Tag Archives: graduation requirements

Stupid, redux.

Larry Cuban’s got a new post, titled “Why Do Smart People Do Dumb Things? Thinking about School Reform,” exploring a few historical dead ends in educational reform. Here’s another cul-de-sac to include on Larry’s map, right up the reformer road from Stanford, in San Francisco.

First, we have this November 2012 SF Gate article describing the doubtful graduation of 50% of the class of 2014, “…the first graduating group of students the district will require to pass the academic courses needed to attend state public universities and colleges.”
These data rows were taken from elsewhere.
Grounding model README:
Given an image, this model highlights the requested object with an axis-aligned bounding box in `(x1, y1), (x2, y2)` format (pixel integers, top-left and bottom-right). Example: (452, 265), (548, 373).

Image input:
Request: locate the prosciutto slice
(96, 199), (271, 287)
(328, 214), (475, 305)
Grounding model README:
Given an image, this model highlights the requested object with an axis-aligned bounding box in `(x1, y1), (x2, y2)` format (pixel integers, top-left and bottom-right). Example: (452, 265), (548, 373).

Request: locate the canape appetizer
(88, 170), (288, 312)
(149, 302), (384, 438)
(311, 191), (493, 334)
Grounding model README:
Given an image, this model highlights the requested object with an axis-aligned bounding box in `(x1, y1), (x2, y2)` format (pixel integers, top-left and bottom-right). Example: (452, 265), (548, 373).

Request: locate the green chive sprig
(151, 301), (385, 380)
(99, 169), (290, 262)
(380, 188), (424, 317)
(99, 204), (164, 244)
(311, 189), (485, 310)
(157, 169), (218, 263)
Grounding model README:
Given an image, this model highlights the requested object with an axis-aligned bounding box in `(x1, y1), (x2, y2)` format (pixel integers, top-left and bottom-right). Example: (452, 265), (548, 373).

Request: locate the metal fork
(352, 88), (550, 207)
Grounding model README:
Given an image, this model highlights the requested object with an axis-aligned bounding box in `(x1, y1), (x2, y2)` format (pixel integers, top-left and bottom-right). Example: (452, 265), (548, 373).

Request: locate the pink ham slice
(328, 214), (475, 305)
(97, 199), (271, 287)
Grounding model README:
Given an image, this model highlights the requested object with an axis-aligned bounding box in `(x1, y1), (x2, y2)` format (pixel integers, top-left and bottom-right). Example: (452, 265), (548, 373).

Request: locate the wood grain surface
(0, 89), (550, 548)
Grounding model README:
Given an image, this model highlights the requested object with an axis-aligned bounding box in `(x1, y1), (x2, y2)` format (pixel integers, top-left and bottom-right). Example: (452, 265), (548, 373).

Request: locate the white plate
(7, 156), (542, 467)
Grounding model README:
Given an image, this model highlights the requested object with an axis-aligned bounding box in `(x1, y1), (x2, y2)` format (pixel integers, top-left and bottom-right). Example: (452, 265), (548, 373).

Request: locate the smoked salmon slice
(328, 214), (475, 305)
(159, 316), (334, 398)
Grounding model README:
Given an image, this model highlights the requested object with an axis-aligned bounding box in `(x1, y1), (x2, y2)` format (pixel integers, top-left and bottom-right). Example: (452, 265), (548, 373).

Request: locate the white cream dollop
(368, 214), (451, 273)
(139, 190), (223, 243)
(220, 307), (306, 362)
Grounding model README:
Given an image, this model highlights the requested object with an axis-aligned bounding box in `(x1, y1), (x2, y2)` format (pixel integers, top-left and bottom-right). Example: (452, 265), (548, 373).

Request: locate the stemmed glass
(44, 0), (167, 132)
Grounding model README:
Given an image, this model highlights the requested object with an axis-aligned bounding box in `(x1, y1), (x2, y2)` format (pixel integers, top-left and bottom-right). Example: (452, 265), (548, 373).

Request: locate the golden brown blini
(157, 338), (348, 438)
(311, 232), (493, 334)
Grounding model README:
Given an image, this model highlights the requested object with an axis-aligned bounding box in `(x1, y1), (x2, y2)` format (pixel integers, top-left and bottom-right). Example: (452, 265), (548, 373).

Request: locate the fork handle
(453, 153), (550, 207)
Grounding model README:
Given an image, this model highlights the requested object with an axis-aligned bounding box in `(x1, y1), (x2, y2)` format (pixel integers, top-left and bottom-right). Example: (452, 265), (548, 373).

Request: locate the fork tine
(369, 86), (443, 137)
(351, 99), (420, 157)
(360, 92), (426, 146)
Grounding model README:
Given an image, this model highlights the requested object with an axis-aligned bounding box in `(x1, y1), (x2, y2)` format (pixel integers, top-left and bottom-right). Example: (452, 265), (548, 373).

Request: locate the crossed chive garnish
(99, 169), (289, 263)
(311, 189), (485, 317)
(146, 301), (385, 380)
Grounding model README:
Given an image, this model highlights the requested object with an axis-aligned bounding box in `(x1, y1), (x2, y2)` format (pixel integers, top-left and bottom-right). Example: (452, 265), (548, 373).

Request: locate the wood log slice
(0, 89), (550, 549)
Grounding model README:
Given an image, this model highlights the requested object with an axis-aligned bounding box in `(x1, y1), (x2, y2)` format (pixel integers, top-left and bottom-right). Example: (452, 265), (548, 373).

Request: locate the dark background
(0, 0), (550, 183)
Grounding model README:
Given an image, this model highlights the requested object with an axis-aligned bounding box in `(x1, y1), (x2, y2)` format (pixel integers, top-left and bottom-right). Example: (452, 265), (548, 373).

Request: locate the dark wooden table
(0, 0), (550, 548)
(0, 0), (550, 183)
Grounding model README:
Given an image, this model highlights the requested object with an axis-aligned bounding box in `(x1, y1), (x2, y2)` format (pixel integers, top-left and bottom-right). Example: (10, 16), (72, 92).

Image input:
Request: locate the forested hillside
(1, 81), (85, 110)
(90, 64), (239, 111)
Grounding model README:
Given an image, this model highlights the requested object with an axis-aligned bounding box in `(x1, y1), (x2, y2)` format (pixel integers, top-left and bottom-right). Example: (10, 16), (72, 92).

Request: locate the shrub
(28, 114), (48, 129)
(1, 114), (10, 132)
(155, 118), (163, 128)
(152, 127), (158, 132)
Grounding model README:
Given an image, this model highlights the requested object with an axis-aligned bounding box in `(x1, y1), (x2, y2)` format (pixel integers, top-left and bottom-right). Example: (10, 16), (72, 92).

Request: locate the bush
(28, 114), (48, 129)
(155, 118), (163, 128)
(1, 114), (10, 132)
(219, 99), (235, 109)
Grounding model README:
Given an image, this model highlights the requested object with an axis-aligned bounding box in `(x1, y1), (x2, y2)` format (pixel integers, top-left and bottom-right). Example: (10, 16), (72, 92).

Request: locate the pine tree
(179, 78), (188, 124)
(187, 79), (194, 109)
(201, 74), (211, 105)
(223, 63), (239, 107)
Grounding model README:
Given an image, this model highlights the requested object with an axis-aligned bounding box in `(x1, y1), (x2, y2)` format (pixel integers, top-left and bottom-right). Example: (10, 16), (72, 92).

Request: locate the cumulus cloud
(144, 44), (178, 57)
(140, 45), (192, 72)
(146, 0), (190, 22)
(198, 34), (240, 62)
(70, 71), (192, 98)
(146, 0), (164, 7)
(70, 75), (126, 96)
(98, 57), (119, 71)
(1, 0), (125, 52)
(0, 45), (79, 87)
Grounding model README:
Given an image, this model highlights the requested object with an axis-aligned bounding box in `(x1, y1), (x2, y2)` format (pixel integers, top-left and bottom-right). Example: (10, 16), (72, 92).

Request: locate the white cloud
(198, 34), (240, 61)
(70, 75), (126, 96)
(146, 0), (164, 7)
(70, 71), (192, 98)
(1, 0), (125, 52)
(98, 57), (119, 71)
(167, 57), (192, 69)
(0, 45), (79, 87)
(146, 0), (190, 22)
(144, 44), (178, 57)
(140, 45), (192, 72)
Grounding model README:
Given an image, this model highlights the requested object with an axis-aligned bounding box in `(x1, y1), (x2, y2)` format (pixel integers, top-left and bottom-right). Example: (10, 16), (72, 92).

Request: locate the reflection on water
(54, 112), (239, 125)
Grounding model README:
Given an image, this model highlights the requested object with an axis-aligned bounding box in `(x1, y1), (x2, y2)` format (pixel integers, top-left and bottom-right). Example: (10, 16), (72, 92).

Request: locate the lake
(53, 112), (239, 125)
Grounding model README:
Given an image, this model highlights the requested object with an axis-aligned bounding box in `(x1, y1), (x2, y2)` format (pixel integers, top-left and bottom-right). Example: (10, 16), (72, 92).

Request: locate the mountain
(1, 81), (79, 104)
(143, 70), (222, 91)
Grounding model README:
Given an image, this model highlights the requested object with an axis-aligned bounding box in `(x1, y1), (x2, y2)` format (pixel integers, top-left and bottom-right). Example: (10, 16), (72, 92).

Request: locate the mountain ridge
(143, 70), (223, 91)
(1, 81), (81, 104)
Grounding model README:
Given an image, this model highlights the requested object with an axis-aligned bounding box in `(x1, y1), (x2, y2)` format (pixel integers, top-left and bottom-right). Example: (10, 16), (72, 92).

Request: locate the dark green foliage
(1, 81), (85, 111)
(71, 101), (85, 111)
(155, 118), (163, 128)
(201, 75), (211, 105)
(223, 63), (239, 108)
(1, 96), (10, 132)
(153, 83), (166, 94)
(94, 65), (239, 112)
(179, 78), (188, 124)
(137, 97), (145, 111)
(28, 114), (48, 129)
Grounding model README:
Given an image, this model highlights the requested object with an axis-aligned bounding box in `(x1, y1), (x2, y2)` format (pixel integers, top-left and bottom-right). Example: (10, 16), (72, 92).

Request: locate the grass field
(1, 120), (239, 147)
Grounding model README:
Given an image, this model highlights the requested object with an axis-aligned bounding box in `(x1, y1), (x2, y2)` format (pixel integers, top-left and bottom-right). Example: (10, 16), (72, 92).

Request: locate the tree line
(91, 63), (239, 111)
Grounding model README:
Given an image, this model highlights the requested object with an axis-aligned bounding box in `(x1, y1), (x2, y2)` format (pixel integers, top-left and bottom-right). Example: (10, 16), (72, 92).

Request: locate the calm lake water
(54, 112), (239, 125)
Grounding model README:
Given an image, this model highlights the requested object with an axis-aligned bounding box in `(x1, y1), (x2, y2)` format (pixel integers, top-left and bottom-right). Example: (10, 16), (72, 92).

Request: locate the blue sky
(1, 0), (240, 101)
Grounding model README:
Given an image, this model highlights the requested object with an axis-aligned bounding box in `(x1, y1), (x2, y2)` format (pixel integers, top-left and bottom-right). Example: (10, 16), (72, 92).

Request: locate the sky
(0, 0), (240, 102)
Second, we have this Debra Saunders’ opinion piece from SF Gate in January, 1997, describing an eerily similar Board of Ed plan to “demand more from students” fifteen years ago.

Next up, this October 2000 SF Gate report describing the Board’s reversal of its position on their new graduation requirements. Jill Wynns (still serving on the Board in 2012, btw) explained back in that long gone decade, “”We didn’t provide the resources. We had trouble providing the classes needed. You need more art teachers, more foreign language teachers and teachers able to teach the advanced math and science.”
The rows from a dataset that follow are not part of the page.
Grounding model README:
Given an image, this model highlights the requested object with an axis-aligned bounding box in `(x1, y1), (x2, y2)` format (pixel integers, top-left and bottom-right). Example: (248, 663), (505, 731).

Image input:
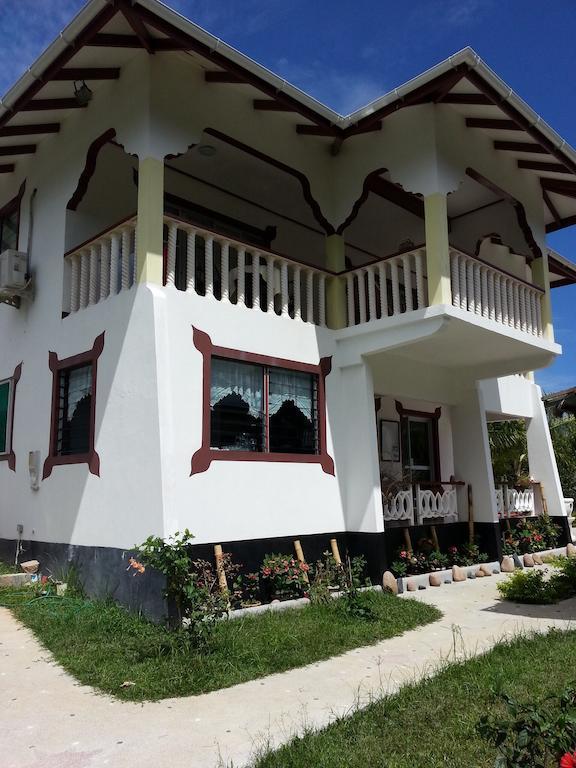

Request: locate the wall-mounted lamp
(74, 80), (93, 107)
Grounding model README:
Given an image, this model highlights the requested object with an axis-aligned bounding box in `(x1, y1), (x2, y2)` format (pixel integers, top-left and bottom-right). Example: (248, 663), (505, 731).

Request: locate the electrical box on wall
(28, 451), (40, 491)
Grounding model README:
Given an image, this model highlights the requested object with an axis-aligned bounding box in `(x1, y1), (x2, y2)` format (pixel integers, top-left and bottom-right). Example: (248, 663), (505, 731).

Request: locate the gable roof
(0, 0), (576, 237)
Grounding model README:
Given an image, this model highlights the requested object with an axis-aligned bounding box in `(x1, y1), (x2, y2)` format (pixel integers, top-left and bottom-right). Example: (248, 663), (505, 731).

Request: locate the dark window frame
(190, 326), (334, 475)
(42, 333), (104, 480)
(0, 181), (26, 251)
(396, 400), (442, 485)
(0, 363), (22, 472)
(210, 355), (320, 456)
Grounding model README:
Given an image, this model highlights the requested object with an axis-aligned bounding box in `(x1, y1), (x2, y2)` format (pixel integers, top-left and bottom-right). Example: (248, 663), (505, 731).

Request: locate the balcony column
(532, 255), (554, 341)
(325, 235), (347, 328)
(424, 192), (452, 306)
(136, 157), (164, 285)
(451, 386), (501, 558)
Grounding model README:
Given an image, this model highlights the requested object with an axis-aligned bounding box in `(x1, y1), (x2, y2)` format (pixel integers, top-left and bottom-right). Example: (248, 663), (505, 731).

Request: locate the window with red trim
(210, 357), (319, 454)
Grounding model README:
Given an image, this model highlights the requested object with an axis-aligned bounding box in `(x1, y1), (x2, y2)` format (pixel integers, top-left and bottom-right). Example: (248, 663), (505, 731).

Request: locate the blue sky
(0, 0), (576, 391)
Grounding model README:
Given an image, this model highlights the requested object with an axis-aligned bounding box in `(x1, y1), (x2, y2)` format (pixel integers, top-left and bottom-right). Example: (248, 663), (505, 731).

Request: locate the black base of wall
(0, 532), (386, 620)
(384, 523), (502, 566)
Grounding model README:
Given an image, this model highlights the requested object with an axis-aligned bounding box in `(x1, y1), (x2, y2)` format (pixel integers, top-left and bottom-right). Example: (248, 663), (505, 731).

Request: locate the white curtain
(268, 368), (313, 421)
(210, 358), (264, 418)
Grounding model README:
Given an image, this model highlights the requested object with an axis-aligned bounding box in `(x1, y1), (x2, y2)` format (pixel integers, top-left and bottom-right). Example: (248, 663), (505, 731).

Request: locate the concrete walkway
(0, 576), (576, 768)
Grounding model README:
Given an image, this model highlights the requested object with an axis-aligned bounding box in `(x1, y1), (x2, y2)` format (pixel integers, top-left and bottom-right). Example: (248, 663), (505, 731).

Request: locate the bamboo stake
(402, 528), (414, 555)
(214, 544), (228, 592)
(468, 483), (474, 545)
(330, 539), (342, 565)
(430, 525), (440, 552)
(294, 539), (310, 584)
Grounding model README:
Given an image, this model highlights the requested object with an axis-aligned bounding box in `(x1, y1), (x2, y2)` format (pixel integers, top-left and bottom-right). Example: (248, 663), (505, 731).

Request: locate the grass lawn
(0, 589), (441, 701)
(256, 631), (576, 768)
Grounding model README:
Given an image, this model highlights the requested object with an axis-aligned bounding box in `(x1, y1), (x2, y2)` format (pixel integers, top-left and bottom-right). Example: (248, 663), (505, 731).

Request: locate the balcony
(64, 216), (544, 338)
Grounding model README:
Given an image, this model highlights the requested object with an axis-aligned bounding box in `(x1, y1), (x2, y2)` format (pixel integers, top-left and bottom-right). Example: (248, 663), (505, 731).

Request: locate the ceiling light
(74, 80), (93, 107)
(198, 144), (216, 157)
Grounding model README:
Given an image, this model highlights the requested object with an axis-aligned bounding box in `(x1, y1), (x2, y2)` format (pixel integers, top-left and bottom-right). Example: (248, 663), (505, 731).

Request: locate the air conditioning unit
(0, 248), (29, 296)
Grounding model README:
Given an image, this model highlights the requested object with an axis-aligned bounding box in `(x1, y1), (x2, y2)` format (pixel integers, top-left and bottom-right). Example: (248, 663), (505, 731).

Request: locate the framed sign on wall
(380, 419), (400, 462)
So what do we have here? An example of (not so) smart people not only doing, but REPEATING, a really dumb thing? Or a misreading on my part of a well thought out school reform plan?

I’ll phrase the question differently. SFUSD’s previous attempt to implement the graduation requirement ended in failure. What did the the Board and the district learn from that experience and what did they implement to ensure that this time the plan will be successful?

I doubt that we’ll get an answer. As I work with those possible 2014 graduates and their teachers, I will certainly pay attention in my high school to ensure that short cuts like these bogus D.C. “credit recovery” courses do NOT become SFUSD’s response to a repetition of stupid planning.